I don't have the time to describe in detail, but I will just say that coming from a Erlang system to a Java/K8s/Microservices architecture, is was surprising for me just how much extra work it takes to replicate things that are built into Erlang.

tel · 3 years ago
A lot of what Erlang/Elixir offer have been cribbed by cloud architecture, so in terms of direct comparisons you may find that a sufficiently well-architected microservices system has similar properties and will make Erlang/Elixir less desirable.

But Erlang/Elixir can probably accomplish many of those properties at a fraction of the cost.

The core advantages of these languages are (a) a runtime which is highly optimized for running a large set of preemptable concurrent tasks with very minimal shared memory and (b) an ecosystem designed around building fault-tolerant applications out of many independent communicating processes that "supervise" one another to detect failures and gracefully heal them.

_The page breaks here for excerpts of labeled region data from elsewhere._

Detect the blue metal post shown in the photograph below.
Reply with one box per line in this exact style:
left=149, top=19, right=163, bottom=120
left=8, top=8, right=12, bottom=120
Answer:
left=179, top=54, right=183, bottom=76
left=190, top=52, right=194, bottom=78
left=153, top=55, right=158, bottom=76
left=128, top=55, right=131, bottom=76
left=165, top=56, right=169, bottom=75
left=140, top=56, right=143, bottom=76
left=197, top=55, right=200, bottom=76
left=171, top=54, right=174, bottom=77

There are many details about how those things work, but I'll reiterate: together they offer a system with many robustness properties similar to that of an idealized large microservices architecture but with much less complexity and cost.

jacquesm · 3 years ago
> A lot of what Erlang/Elixir offer have been cribbed by cloud architecture, so in terms of direct comparisons you may find that a sufficiently well-architected microservices system has similar properties and will make Erlang/Elixir less desirable.

> But Erlang/Elixir can probably accomplish many of those properties at a fraction of the cost.

And far more elegantly and easily.

tel · 3 years ago
Completely agreed.

I'd go further as to say that a "sufficiently well-architected cloud architecture" is nearly unaffordable by most teams and thus, without loss of much generality, will not be obtained by you.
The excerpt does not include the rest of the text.